1. Transfer Credit Card Balances
We all know we should try to keep our credit card debt at a minimum. If you do have credit card debt and have good credit, I suggest looking into the balance transfer offers you receive in the mail. Some of them are for 0% interest for up to 12 months. That means for 12 months at 0% interest (or however long your offer is for), when you make a payment, you are actually applying 100% of your payment to your principal. Without the interest, you get to pay down the amount you owe without having some of your payment going towards just the interest. Be sure to keep all other 0% or low interest offers you receive so you can review them for the best deal when you reach the expiration on your current offer. Mark the expiration date of your current offer on your calendar approximately four to six weeks prior to the actual expiration date. This allows you time to transfer your balance to the next best offer from the ones you have been collecting (as mentioned above). Make sure to send a brief note (keep a copy) to your current expiring offer, stating that you are transferring your balance and would like to close out your account (they will not close account over the phone). It takes three to five minutes to write a brief "Cancellation Letter." Some credit card companies will even extend their offer or increase the rate ever so slightly to keep your business. It is worth a quick phone call. Let them know that if they can meet or beat the current new offer, you would be more than willing to stay with them. I have been doing this for ten or more years with no problems. It is well worth the minimal amount of paperwork involved.

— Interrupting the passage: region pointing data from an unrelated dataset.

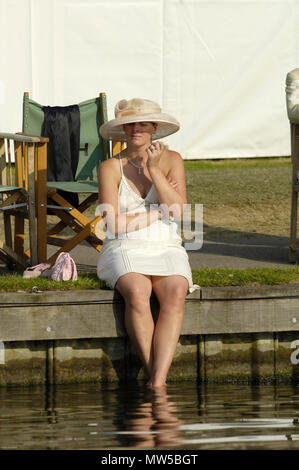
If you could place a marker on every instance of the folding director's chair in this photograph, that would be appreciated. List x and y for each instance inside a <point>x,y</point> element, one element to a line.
<point>92,150</point>
<point>22,198</point>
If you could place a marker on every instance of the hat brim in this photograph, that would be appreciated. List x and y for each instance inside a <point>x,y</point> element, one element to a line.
<point>166,125</point>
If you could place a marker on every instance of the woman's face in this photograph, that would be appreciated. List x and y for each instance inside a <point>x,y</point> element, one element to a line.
<point>139,133</point>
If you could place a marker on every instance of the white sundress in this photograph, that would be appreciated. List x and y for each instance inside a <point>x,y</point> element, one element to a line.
<point>154,250</point>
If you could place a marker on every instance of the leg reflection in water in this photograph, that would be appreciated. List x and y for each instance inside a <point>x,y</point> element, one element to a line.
<point>154,423</point>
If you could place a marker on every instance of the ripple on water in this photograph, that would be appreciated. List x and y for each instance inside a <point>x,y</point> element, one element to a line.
<point>185,416</point>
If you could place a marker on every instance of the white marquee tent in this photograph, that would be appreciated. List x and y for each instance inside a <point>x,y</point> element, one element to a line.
<point>219,66</point>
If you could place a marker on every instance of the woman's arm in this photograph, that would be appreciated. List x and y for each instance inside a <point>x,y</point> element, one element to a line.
<point>108,180</point>
<point>162,161</point>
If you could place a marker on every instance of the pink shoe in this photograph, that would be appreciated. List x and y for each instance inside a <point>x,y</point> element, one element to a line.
<point>35,271</point>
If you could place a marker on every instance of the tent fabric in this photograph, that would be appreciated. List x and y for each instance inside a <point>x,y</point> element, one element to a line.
<point>218,66</point>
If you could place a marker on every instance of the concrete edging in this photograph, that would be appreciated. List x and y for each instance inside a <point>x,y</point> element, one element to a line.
<point>229,334</point>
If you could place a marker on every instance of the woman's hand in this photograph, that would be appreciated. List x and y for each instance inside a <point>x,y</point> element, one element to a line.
<point>154,154</point>
<point>173,183</point>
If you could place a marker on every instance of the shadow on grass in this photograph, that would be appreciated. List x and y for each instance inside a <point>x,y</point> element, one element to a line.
<point>245,245</point>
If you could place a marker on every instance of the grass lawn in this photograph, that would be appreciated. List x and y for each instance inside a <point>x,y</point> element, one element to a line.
<point>240,197</point>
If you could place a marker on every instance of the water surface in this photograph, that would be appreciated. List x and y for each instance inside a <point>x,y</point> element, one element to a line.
<point>185,416</point>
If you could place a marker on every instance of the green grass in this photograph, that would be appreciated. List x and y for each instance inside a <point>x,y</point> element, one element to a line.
<point>207,277</point>
<point>228,164</point>
<point>218,277</point>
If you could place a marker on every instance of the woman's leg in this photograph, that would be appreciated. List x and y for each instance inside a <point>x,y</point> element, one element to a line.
<point>171,292</point>
<point>136,290</point>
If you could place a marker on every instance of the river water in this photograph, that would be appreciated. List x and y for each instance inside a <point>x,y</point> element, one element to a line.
<point>185,416</point>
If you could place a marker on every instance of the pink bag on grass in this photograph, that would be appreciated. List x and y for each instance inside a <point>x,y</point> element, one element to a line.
<point>64,268</point>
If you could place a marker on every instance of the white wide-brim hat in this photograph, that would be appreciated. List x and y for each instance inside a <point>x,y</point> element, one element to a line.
<point>138,110</point>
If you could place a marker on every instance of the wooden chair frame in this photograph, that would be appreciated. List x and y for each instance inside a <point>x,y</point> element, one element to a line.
<point>83,227</point>
<point>23,197</point>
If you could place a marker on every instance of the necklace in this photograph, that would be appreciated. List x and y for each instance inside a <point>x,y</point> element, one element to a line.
<point>139,168</point>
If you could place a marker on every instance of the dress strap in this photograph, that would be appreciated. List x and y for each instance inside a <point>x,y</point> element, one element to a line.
<point>121,165</point>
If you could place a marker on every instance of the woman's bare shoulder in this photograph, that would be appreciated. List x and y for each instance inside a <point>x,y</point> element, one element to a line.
<point>110,165</point>
<point>172,157</point>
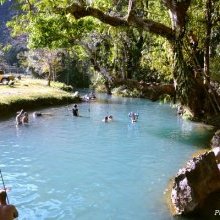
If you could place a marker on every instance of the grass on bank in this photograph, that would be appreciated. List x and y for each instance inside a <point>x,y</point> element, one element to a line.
<point>31,93</point>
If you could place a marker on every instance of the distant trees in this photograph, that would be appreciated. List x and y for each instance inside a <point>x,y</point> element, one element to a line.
<point>153,36</point>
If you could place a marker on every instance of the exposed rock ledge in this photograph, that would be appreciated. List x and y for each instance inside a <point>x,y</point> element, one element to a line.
<point>194,184</point>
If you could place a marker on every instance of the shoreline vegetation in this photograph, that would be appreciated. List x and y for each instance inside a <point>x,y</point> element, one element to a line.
<point>31,94</point>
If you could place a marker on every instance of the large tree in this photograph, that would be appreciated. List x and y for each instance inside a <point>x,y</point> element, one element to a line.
<point>190,90</point>
<point>172,26</point>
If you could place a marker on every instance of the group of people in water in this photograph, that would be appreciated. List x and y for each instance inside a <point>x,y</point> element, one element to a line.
<point>108,118</point>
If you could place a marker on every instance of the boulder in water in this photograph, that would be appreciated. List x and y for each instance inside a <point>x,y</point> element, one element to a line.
<point>195,183</point>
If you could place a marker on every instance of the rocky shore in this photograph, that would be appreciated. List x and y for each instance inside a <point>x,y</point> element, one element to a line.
<point>196,187</point>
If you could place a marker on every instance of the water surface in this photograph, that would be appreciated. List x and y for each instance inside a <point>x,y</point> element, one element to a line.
<point>64,167</point>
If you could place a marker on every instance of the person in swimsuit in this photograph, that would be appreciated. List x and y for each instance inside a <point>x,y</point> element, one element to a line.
<point>7,211</point>
<point>75,111</point>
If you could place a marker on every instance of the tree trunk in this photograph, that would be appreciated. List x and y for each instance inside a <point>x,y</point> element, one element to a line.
<point>207,41</point>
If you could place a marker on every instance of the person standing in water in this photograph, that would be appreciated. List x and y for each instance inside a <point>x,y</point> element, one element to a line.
<point>19,117</point>
<point>75,111</point>
<point>7,211</point>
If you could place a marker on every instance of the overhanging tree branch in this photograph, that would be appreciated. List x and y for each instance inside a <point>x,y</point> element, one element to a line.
<point>148,25</point>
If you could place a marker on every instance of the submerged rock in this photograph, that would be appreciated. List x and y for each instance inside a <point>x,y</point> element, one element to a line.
<point>195,183</point>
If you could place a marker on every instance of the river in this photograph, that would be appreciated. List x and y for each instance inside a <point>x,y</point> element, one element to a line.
<point>64,167</point>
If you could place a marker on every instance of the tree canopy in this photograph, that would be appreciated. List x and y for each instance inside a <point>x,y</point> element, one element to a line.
<point>143,35</point>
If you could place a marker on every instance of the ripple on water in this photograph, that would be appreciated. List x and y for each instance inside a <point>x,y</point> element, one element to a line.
<point>60,167</point>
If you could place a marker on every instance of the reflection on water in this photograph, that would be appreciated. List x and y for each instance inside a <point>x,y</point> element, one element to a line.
<point>63,167</point>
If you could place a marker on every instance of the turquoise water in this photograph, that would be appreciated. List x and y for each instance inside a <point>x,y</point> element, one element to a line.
<point>63,167</point>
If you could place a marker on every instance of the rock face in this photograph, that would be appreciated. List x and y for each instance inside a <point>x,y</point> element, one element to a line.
<point>194,183</point>
<point>215,142</point>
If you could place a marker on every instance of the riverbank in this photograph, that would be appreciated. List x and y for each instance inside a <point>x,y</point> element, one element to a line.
<point>32,94</point>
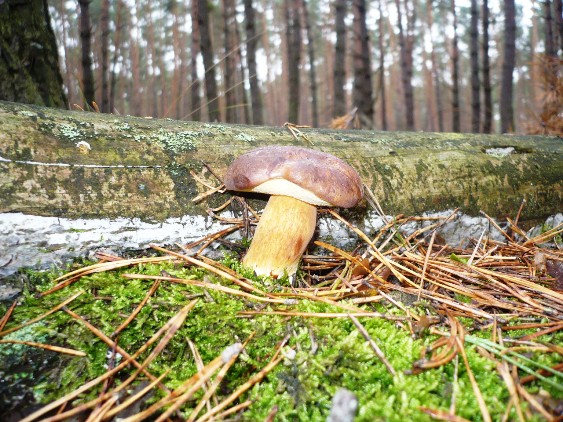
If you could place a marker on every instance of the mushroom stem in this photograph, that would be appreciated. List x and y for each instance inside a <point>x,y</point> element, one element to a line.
<point>284,231</point>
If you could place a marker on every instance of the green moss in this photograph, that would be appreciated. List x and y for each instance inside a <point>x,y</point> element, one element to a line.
<point>329,353</point>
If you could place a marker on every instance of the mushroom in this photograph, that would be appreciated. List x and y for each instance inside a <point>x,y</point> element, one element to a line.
<point>298,179</point>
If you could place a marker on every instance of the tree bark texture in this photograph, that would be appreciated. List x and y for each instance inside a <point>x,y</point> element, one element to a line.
<point>29,67</point>
<point>339,96</point>
<point>508,63</point>
<point>143,168</point>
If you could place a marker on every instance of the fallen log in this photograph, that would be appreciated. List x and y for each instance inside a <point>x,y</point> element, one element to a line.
<point>86,167</point>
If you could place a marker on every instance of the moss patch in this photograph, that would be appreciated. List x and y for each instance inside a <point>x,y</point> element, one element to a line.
<point>329,353</point>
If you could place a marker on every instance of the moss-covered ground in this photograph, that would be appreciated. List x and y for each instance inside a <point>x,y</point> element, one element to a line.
<point>330,353</point>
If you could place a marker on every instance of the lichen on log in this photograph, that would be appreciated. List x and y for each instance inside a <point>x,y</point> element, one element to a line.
<point>138,167</point>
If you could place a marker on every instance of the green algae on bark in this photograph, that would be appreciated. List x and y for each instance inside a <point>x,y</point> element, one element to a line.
<point>44,173</point>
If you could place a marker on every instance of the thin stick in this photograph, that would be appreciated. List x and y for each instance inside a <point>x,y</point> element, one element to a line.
<point>7,315</point>
<point>57,349</point>
<point>40,317</point>
<point>378,352</point>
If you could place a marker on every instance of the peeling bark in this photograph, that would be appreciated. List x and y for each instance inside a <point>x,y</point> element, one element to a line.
<point>141,167</point>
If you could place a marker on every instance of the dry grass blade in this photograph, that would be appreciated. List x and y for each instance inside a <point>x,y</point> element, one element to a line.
<point>256,378</point>
<point>57,349</point>
<point>244,284</point>
<point>378,352</point>
<point>132,399</point>
<point>7,315</point>
<point>327,314</point>
<point>40,317</point>
<point>482,405</point>
<point>185,391</point>
<point>440,415</point>
<point>171,325</point>
<point>204,285</point>
<point>218,379</point>
<point>73,276</point>
<point>138,309</point>
<point>504,371</point>
<point>113,345</point>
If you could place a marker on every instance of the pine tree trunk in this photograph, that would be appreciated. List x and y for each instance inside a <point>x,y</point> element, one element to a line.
<point>293,37</point>
<point>339,95</point>
<point>242,93</point>
<point>85,38</point>
<point>312,64</point>
<point>435,71</point>
<point>382,68</point>
<point>147,173</point>
<point>487,90</point>
<point>362,93</point>
<point>509,61</point>
<point>475,85</point>
<point>214,114</point>
<point>251,42</point>
<point>456,125</point>
<point>230,66</point>
<point>119,24</point>
<point>104,26</point>
<point>406,45</point>
<point>29,64</point>
<point>195,87</point>
<point>549,37</point>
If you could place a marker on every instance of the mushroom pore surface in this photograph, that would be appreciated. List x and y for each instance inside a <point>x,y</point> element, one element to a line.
<point>269,169</point>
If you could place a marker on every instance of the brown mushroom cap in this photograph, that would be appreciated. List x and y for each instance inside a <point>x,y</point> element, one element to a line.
<point>309,175</point>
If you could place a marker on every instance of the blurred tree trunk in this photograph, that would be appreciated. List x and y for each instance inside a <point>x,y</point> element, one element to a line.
<point>487,90</point>
<point>509,60</point>
<point>382,67</point>
<point>456,126</point>
<point>29,60</point>
<point>117,53</point>
<point>195,113</point>
<point>312,64</point>
<point>559,20</point>
<point>363,92</point>
<point>550,49</point>
<point>406,41</point>
<point>475,85</point>
<point>86,38</point>
<point>104,26</point>
<point>435,70</point>
<point>339,95</point>
<point>68,77</point>
<point>251,42</point>
<point>293,39</point>
<point>206,45</point>
<point>229,22</point>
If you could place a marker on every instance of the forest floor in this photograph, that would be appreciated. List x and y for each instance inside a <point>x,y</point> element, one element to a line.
<point>414,328</point>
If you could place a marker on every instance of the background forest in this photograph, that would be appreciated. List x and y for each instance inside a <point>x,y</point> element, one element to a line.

2. Reduced Baked Goods from the Bakery Section
I only buy "reduced" price, store-made bread and rolls from my local supermarket. For example, a six-pack of Kaiser rolls may be $1.49 originally. The reduced price a day or so later can be as low as 99 cents. This is a great savings if done on a weekly basis. Be sure to buy extra when you find a great sale, as it is a hit or miss deal sometimes. Most bakery products freeze well if you use a good resealable bag for extra protection. Ask your bakery if they offer these deals and where they display their "reduced" products. You might even want to ask if there is a certain day or time that they bring these reduced items out, so you can have first dibs.
3. Meat/Cheese Ends in the Deli Section
As most families know, it has become very expensive to buy lunchmeat and deli cheese. My local supermarket offers ends. The items offered are anywhere from roast beef and bologna to imported Swiss cheese and American cheese. There is nothing wrong with these ends. They are mainly the leftover ends, or if you are lucky, the leftover pre-sliced items of the day or week. I find they correspond with whatever the sales are for that week. I have a simple hand held cheese slicer for the cheese ends that works great if your package contains one thick end of cheese. Buying these ends can be as cheap as $2.39 per pound for roast beef or imported Swiss cheese that may typically cost up to $8.99 per pound. Ask your deli person if they have a section for their ends.
4. Reduced Vegetables and Fruits
My local supermarket has a section for reduced veggies and fruits. Again, there is nothing wrong with these items. They are most likely ripe and ready for eating as soon as possible.
5. Swap Coupons
Since being unable to work for the last two years with no income yet, I find coupon cutting to be very helpful. I buy the Sunday paper that usually contains two coupon inserts. I cut what I can use and give the unused coupons to my neighbors and family. They do the same. It is amazing how many more coupons I have accumulated since starting to swap.
These may seem like little ideas, but if you do this across the board, with everything possible, you can really keep your cost of living down. After all, as Benjamin Franklin said, "A penny saved is a penny earned."